Bernie and Hillary are both admitting what a wretched failure Obama has been as president. Why would America want to give his party another four years?

* Or perhaps a starship, based on Hillary’s retro-futuristic final frontier-ready togs last night.

ANOTHER OBAMA MIDEAST DEBACLE: Petraeus doubts Syria can be put back together again.

Retired Army Gen. David Petraeus expressed doubt in a recent interview with The Hill that Syria can be pieced back together after a nearly five-year civil war.

“Can Syria actually be put back together again? It is by no means clear that it can be put together again; in fact, I tend to think not, but we shall see,” he said in an interview last week.

He made the comments as Secretary of State John Kerry tries to save a struggling peace process between the Shiite-backed Syrian government and Sunni opposition rebels. The conflict helped fuel the rise of the Islamic State in Iraq and Syria.

Kerry is pushing for a cease-fire in Syria in order to get the process back on track when talks resume on Feb. 25.

But Russia has in recent weeks stepped up air attacks on the rebel groups, shoring up Syrian President Bashar Assad’s government and making it less likely to participate in a process that calls for him to step down.

Retired Amb.
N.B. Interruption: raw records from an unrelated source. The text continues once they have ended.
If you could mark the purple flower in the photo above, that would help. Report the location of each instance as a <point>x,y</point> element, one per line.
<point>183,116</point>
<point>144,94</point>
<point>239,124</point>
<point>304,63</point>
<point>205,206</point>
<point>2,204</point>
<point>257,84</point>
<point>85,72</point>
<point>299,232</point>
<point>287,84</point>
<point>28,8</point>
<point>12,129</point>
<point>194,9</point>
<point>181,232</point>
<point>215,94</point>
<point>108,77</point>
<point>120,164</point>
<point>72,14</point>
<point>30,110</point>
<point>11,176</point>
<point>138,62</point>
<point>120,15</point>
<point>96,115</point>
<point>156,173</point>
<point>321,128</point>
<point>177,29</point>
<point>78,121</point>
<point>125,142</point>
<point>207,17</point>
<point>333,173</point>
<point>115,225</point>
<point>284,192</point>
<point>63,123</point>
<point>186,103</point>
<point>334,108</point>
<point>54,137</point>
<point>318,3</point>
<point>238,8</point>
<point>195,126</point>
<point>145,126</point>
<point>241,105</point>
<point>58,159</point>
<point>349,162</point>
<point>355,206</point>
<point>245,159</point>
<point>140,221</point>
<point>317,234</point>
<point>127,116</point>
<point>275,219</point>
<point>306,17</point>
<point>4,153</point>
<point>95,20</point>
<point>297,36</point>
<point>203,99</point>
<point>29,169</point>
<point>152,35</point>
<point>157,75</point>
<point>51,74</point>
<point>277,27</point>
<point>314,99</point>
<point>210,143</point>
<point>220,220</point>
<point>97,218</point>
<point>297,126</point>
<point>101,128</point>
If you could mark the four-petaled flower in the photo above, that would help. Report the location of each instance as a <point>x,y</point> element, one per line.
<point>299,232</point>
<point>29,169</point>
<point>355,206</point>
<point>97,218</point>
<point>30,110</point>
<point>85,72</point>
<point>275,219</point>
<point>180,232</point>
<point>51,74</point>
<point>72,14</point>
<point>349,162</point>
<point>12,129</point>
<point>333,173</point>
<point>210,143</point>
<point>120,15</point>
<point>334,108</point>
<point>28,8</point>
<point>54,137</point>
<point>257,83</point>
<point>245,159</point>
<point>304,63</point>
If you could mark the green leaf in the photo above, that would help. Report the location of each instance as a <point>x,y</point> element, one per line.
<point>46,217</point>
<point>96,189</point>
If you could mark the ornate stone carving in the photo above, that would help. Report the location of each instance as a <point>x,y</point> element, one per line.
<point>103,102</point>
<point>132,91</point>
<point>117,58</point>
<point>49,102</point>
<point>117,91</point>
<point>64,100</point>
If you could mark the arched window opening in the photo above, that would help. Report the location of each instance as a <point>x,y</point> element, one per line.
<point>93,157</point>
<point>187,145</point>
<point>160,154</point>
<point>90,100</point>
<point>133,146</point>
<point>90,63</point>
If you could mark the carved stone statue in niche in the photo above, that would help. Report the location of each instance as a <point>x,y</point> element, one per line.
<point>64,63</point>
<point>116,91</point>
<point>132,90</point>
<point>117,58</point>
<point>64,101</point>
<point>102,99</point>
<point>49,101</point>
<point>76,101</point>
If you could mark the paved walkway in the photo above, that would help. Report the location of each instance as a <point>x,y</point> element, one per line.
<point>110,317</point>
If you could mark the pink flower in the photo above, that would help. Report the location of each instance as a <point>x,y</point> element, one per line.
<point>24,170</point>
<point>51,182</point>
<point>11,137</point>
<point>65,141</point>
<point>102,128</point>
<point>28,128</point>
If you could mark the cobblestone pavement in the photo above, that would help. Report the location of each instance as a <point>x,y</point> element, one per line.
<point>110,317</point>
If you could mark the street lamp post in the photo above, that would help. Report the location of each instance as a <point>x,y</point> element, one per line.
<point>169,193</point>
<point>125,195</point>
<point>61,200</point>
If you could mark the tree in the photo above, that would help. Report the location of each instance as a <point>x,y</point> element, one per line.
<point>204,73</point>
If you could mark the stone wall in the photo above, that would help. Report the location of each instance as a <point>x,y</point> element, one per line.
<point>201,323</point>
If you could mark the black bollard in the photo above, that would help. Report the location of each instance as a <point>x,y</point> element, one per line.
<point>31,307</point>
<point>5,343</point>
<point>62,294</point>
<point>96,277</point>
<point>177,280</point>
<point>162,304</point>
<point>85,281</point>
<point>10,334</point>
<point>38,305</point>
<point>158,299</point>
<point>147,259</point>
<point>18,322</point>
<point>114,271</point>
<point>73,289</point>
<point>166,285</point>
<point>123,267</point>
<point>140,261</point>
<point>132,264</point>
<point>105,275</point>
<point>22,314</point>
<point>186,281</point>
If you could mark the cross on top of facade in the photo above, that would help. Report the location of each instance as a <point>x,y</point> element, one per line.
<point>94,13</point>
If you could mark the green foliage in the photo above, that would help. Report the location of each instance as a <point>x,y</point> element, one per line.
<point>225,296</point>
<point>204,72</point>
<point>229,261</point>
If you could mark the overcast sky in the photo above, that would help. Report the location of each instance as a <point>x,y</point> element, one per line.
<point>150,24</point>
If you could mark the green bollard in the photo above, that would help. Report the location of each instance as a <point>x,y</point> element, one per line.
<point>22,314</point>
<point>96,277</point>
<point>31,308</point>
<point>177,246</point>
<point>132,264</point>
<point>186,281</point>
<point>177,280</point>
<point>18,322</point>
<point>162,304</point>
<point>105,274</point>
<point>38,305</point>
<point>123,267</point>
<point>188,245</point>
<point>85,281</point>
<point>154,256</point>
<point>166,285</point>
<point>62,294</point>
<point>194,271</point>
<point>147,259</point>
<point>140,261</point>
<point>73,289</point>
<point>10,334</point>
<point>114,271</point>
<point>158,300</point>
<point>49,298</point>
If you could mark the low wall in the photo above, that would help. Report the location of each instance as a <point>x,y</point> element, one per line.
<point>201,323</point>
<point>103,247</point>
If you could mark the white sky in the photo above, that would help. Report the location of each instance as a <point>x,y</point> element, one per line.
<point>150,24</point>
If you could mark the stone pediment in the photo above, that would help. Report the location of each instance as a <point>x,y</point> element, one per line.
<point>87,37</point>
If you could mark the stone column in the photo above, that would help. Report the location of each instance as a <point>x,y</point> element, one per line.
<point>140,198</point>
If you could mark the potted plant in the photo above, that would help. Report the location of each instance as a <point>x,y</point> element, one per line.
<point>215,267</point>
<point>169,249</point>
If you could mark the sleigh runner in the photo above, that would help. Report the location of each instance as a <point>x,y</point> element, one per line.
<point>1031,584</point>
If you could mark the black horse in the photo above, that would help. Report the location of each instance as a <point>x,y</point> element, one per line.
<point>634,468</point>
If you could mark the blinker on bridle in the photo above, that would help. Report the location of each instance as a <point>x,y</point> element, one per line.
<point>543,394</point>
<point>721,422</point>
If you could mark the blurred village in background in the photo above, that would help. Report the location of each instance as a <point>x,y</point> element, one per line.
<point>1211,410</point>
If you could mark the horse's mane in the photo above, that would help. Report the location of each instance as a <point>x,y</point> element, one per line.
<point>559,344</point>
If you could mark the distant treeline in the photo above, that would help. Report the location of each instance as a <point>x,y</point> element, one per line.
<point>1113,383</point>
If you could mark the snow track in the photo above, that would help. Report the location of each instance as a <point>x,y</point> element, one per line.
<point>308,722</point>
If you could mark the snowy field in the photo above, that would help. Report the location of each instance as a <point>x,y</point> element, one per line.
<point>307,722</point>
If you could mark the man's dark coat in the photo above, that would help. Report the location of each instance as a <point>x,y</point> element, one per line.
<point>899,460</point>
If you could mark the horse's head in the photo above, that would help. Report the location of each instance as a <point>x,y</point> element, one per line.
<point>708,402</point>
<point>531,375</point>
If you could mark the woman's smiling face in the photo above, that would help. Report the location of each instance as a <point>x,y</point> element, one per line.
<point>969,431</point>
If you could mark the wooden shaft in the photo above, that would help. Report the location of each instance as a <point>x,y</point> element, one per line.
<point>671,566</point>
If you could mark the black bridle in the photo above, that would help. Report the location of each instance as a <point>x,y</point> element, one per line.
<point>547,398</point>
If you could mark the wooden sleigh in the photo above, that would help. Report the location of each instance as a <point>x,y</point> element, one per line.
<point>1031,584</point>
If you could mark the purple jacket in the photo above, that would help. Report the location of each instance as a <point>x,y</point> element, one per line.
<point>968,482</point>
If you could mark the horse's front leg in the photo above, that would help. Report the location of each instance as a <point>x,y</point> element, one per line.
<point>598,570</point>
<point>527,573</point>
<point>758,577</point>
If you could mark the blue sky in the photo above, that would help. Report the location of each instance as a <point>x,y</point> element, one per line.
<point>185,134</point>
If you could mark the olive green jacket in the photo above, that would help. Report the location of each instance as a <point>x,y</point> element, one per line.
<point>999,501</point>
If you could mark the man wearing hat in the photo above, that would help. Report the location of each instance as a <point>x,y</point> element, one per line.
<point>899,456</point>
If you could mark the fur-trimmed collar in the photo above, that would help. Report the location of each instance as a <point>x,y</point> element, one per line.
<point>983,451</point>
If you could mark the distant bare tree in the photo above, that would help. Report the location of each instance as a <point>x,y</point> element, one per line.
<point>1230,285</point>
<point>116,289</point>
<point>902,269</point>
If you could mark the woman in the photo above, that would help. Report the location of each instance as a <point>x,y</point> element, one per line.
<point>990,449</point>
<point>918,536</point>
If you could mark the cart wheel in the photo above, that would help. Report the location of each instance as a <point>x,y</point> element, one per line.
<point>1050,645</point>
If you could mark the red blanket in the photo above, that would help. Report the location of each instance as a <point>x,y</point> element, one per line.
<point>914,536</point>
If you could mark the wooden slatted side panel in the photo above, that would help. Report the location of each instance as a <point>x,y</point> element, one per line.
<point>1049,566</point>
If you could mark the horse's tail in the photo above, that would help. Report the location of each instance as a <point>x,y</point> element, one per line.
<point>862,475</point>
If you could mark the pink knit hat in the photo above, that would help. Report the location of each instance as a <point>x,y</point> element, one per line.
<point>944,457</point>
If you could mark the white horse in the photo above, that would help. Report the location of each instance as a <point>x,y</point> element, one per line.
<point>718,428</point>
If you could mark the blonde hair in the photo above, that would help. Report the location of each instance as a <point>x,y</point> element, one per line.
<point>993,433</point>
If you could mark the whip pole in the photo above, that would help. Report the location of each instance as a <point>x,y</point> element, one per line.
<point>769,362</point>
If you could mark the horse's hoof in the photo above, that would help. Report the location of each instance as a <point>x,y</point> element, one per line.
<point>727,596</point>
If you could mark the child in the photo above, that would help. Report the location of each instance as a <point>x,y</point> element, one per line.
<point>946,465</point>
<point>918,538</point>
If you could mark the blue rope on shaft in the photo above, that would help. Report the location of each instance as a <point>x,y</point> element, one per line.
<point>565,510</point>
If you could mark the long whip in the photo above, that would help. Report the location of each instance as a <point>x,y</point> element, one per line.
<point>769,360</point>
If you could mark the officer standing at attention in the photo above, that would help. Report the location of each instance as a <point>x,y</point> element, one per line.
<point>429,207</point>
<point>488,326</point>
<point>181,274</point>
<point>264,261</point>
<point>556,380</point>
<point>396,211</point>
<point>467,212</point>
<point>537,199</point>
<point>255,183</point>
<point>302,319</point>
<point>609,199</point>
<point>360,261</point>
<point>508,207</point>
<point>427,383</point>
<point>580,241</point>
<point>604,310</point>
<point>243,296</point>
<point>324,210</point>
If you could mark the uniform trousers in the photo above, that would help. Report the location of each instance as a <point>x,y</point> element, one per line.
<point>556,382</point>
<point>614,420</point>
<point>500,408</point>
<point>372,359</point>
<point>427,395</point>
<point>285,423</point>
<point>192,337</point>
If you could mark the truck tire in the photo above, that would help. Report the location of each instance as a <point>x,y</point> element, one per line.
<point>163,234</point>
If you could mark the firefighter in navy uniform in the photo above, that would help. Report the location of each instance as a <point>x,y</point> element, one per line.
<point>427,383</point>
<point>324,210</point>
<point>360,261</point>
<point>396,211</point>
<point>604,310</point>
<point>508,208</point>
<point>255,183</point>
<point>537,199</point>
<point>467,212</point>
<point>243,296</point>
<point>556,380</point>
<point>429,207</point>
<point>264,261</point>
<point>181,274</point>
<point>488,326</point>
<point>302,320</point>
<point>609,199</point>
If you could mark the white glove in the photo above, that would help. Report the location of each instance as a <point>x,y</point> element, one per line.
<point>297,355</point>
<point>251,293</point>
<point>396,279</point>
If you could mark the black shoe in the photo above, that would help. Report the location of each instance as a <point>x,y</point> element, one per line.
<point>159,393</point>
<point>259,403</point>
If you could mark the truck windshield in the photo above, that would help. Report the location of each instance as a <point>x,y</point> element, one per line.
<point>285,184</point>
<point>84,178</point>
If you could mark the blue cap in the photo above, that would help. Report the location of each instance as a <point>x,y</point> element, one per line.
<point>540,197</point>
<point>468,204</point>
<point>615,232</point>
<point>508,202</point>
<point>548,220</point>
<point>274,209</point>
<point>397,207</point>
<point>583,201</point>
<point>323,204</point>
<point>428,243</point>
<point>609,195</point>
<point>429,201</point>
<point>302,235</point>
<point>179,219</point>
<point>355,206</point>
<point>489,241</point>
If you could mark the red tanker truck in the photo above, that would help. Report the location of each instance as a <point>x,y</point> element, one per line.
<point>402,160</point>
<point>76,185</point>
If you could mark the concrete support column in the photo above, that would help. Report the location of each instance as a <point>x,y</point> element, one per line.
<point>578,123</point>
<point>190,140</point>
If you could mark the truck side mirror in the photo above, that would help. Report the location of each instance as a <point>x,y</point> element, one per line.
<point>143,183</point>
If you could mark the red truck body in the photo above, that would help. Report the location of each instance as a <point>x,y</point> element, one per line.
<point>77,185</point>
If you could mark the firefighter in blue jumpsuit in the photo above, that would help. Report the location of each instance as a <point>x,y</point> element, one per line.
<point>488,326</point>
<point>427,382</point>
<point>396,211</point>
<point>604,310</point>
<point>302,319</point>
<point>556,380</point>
Ryan Crocker, whom President Obama picked as ambassador to Afghanistan in 2011, predicted in December that the negotiations will be futile as long as Assad believes he will prevail.

“I have the highest regard for Secretary Kerry, but this effort at a political negotiation is going to go nowhere because the Russians, the Iranians and Bashar al-Assad think they’re on a roll — why should they negotiate?” Crocker said.

The administration said that without a political solution, it will have to consider a plan B involving military options, though officials have not said what they will be.

The plan is to provide the illusion of activity until January of 2017, then leave the problem for Obama’s successor. At this point, that’s pretty much their strategy for everything.

NOT LIVING UP TO THE HYPE: Bernie Sanders’ Political Revolution Is Off to a Slow Start: He has pledged to mobilize millions of new Americans to transform politics, but so far, Democratic turnout is down.

The first tests are in, and the signs of a revolution at the ballot box are scant. Rather than a surge of the previously disaffected, Democratic turnout was down in the first two states to hold contests in the nomination race—by 28 percent in Iowa and 13 percent in New Hampshire.

In Iowa, 172,000 Democrats took part in the party caucuses. The number in 2008 was 240,000.

In the New Hampshire primary on Tuesday, 251,000 Democrats voted. The number in 2008 was 288,000.

In other words, the grassroots enthusiasm, vast small-dollar donations, and massive crowds at Sanders’ rallies so far hasn’t translated into historically greater voter turnout for his party.

Meanwhile, Republican voter turnout is up from 2008 levels—by 15,000 in Iowa, and 33,000 in New Hampshire.

The numbers pose a challenge to Sanders’ argument that he’d succeed where President Barack Obama failed in mobilizing Americans to transform the political process. It also may bolster one of the main lines of attack by Hillary Clinton—that Sanders is making promises he can’t keep.

To be fair, Bernie’s making promises he can’t keep, but Hillary’s making promises she won’t keep.